Repeated dose toxicity: via oral route - systemic effects (target organ) digestive: ileum

Justification for classification or non-classification

STOT-RE Cat,1 is required in case of significant toxicity at levels at levels ≤ 10 mg/kgbw/d in 90-day studies or ≤ 30 mg/kgbw/d in case of 28-day studies. For Cat.2 classification levels up to 10 times higher apply.

 

Evaluation for classification cannot be based on the available 28-day study on Oleyl-diamine3EO, as the highest dose level involved 25 mg/kg bw. However, cross-reading to alkyl-diamine data is justified, and classification therefore is based on the results from an available 28-day study on Oleyl-diamine and a 90-day study on the C12-14-diamine.

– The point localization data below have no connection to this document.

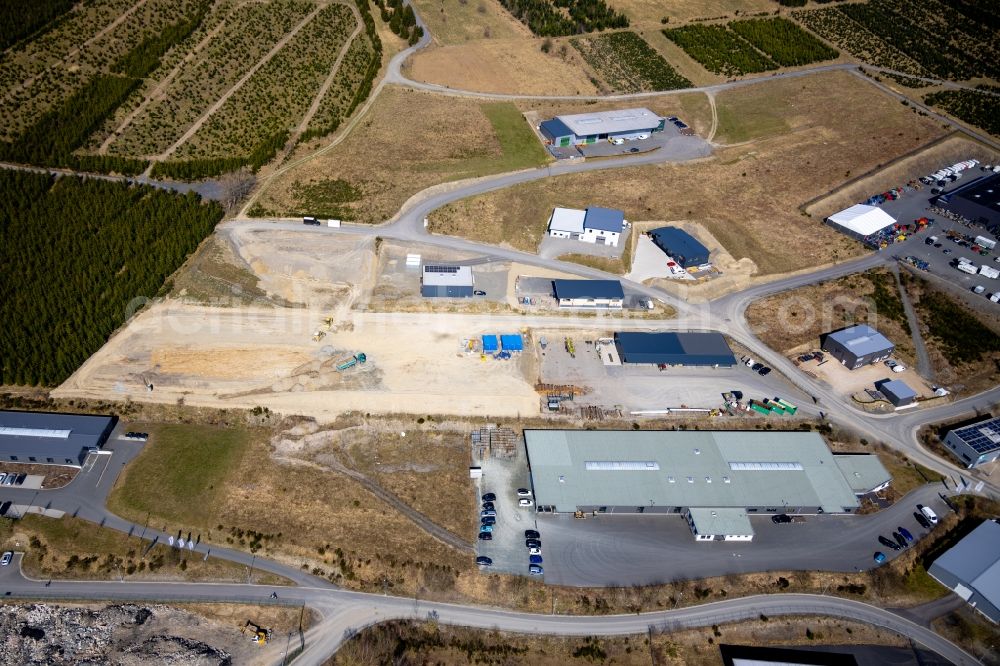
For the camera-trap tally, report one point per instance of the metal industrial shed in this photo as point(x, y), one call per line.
point(856, 346)
point(971, 569)
point(677, 472)
point(674, 348)
point(447, 281)
point(51, 438)
point(589, 293)
point(680, 245)
point(978, 201)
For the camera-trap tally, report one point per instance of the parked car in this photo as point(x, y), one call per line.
point(928, 514)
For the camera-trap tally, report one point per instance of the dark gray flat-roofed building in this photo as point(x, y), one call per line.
point(975, 444)
point(713, 478)
point(896, 391)
point(589, 293)
point(857, 346)
point(978, 201)
point(971, 568)
point(674, 349)
point(53, 439)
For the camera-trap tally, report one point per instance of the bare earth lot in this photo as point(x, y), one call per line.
point(798, 146)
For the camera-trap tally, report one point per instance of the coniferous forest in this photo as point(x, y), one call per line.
point(74, 254)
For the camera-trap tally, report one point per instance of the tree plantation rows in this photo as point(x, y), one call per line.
point(747, 47)
point(75, 254)
point(627, 63)
point(545, 19)
point(20, 18)
point(973, 107)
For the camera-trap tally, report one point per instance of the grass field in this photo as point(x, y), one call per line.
point(747, 196)
point(75, 549)
point(387, 161)
point(182, 473)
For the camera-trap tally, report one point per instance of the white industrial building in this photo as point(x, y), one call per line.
point(598, 225)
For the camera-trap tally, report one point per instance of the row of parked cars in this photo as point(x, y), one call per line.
point(902, 538)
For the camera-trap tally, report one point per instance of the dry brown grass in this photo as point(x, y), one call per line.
point(746, 197)
point(515, 66)
point(949, 150)
point(798, 317)
point(461, 21)
point(389, 159)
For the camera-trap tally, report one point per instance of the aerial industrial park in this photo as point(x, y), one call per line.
point(435, 331)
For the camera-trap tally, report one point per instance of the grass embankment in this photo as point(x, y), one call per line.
point(75, 549)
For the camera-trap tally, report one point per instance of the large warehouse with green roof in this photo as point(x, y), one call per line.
point(715, 478)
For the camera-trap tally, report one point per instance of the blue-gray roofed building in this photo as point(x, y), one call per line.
point(977, 443)
point(971, 568)
point(53, 439)
point(681, 246)
point(857, 346)
point(589, 293)
point(674, 349)
point(896, 391)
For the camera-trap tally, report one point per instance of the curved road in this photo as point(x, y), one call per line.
point(345, 613)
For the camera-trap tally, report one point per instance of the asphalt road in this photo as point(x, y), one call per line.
point(346, 613)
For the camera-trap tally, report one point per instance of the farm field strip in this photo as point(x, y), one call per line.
point(245, 40)
point(627, 63)
point(340, 94)
point(37, 77)
point(254, 112)
point(784, 42)
point(719, 50)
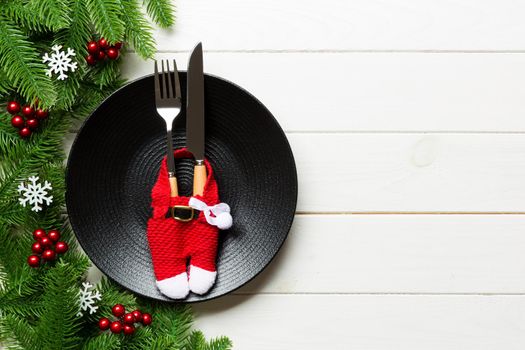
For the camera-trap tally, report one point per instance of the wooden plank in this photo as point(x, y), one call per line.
point(375, 92)
point(410, 172)
point(406, 173)
point(346, 25)
point(398, 254)
point(366, 322)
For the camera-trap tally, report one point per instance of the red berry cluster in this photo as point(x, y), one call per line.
point(28, 121)
point(44, 245)
point(100, 50)
point(126, 321)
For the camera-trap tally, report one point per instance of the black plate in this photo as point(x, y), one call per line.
point(114, 163)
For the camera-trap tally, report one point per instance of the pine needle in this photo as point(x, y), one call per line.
point(23, 66)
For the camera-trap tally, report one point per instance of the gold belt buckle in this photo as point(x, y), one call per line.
point(178, 218)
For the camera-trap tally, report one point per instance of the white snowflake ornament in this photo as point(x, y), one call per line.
point(88, 299)
point(60, 62)
point(35, 194)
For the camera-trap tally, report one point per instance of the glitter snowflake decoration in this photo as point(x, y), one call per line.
point(60, 62)
point(35, 194)
point(88, 299)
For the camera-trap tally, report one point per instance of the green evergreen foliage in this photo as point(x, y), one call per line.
point(161, 11)
point(38, 307)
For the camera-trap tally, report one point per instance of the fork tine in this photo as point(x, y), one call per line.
point(157, 84)
point(168, 79)
point(163, 80)
point(177, 82)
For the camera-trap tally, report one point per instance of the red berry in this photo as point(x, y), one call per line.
point(116, 327)
point(103, 43)
point(129, 329)
point(33, 261)
point(118, 310)
point(41, 114)
point(104, 323)
point(25, 132)
point(18, 121)
point(61, 247)
point(112, 53)
point(27, 111)
point(91, 60)
point(54, 235)
point(101, 55)
point(32, 123)
point(37, 248)
point(13, 107)
point(146, 319)
point(38, 234)
point(46, 242)
point(49, 255)
point(93, 47)
point(138, 315)
point(129, 318)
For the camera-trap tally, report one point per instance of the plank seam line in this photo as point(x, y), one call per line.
point(381, 294)
point(357, 51)
point(334, 213)
point(389, 132)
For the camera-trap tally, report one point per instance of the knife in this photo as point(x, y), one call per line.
point(195, 118)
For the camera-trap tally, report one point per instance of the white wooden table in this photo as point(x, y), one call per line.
point(407, 120)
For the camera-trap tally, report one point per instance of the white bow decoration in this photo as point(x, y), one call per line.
point(222, 217)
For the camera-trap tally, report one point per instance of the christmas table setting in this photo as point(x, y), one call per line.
point(144, 208)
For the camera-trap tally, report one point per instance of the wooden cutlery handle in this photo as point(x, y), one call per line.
point(173, 186)
point(199, 179)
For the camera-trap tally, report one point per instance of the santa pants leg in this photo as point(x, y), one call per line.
point(201, 245)
point(167, 253)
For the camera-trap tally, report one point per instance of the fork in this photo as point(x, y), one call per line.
point(168, 103)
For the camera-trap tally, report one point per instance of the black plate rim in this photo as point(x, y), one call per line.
point(174, 301)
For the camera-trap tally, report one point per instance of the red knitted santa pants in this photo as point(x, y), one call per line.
point(175, 245)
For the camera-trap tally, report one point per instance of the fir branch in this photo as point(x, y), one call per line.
point(17, 333)
point(57, 326)
point(138, 30)
point(105, 15)
point(161, 11)
point(23, 66)
point(103, 341)
point(4, 84)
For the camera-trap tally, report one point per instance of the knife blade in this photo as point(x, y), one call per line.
point(195, 118)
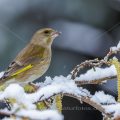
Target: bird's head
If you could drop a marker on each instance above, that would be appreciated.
(45, 36)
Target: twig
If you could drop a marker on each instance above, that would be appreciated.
(96, 81)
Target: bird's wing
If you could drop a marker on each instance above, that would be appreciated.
(24, 61)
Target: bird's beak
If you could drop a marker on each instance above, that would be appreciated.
(55, 34)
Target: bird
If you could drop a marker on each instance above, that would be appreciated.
(33, 60)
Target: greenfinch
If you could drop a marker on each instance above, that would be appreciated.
(33, 61)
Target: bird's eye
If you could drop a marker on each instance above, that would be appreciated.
(46, 31)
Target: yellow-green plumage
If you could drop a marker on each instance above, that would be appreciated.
(33, 61)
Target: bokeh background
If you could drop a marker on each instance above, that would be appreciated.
(89, 28)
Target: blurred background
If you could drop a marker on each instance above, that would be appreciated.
(89, 28)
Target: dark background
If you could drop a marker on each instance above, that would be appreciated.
(89, 28)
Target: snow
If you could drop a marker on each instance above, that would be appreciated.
(1, 74)
(97, 74)
(44, 115)
(102, 98)
(39, 115)
(58, 84)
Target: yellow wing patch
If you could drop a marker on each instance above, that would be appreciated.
(22, 70)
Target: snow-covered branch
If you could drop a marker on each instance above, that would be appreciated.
(21, 104)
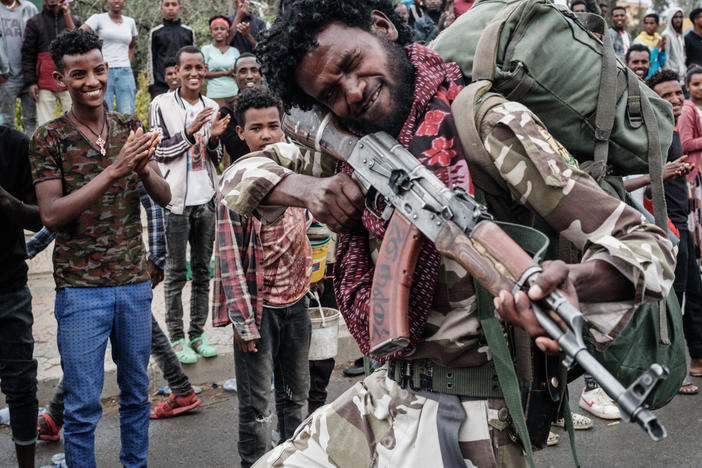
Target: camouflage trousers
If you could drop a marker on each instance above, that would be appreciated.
(377, 423)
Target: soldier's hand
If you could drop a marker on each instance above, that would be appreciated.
(517, 309)
(337, 202)
(244, 346)
(155, 273)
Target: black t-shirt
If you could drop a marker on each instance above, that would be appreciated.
(16, 179)
(676, 190)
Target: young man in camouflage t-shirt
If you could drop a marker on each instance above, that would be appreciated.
(87, 165)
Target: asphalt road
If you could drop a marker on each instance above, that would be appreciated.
(207, 437)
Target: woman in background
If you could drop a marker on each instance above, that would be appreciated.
(220, 58)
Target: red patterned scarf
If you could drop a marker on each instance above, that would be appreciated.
(430, 134)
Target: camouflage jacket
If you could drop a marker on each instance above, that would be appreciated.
(538, 178)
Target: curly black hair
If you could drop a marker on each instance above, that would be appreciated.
(258, 97)
(293, 34)
(662, 76)
(76, 41)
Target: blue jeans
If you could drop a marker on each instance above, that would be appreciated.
(86, 318)
(284, 349)
(196, 226)
(18, 371)
(9, 92)
(122, 89)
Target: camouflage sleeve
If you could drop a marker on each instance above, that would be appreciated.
(249, 180)
(542, 175)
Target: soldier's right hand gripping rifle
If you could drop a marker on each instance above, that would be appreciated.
(461, 229)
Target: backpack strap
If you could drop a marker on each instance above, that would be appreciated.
(606, 107)
(468, 109)
(485, 57)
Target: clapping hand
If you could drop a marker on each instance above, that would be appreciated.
(219, 125)
(135, 153)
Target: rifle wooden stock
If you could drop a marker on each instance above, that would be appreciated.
(394, 269)
(489, 255)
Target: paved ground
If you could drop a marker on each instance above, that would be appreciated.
(207, 438)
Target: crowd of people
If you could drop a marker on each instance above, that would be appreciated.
(79, 179)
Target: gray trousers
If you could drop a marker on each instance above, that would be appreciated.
(196, 226)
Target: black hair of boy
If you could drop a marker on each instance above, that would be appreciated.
(258, 97)
(74, 42)
(170, 62)
(245, 55)
(187, 50)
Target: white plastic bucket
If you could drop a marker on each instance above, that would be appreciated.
(324, 343)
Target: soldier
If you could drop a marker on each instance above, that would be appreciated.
(87, 165)
(348, 56)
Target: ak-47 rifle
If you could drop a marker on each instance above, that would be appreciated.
(461, 229)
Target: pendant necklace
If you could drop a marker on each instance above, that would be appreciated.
(100, 142)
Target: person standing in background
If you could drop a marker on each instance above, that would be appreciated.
(37, 65)
(165, 40)
(14, 15)
(220, 58)
(188, 154)
(118, 34)
(246, 29)
(675, 45)
(621, 40)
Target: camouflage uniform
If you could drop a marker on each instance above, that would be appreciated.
(363, 426)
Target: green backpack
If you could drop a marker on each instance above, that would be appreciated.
(535, 53)
(544, 57)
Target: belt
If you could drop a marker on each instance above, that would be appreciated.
(425, 375)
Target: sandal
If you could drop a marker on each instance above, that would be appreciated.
(204, 349)
(174, 406)
(688, 388)
(186, 355)
(51, 429)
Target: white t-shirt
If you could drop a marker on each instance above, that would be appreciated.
(115, 38)
(199, 189)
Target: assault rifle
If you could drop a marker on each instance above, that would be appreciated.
(461, 229)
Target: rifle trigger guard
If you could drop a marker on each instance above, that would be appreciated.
(526, 275)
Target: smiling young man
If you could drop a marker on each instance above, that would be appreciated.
(87, 166)
(348, 56)
(247, 74)
(262, 273)
(688, 284)
(187, 154)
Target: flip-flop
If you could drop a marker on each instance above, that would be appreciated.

The available data from C12-14-diamine and Oleyl-diamine indicate that these substances should be classified Cat.1 for STOT-RE:

- 90-day study on C12-14-diamine: This study showed significant toxicity at the highest tested dose of 6 mg/kgbw/day based on mortality observed in the highest dose group. This is below 10 mg/kg bw and therefore also results to classification STOT-RE Cat.1.

- 28-day study on Oleyl-diamine: This resulted to significant toxicity (mortality) at the highest dose of 20 mg/kgbw/day with effects on weight of body and organs without histological changes. This is below 30 mg/kg bw and therefore also results to classification STOT-RE Cat.1.

 

Consequently, as cross-reading is appropriate, Tallow-diamine3EO should be classified for GHS as STOT-RE 1, H372: Causes damage to organs (<morbidity or death>) through prolonged or repeated exposure.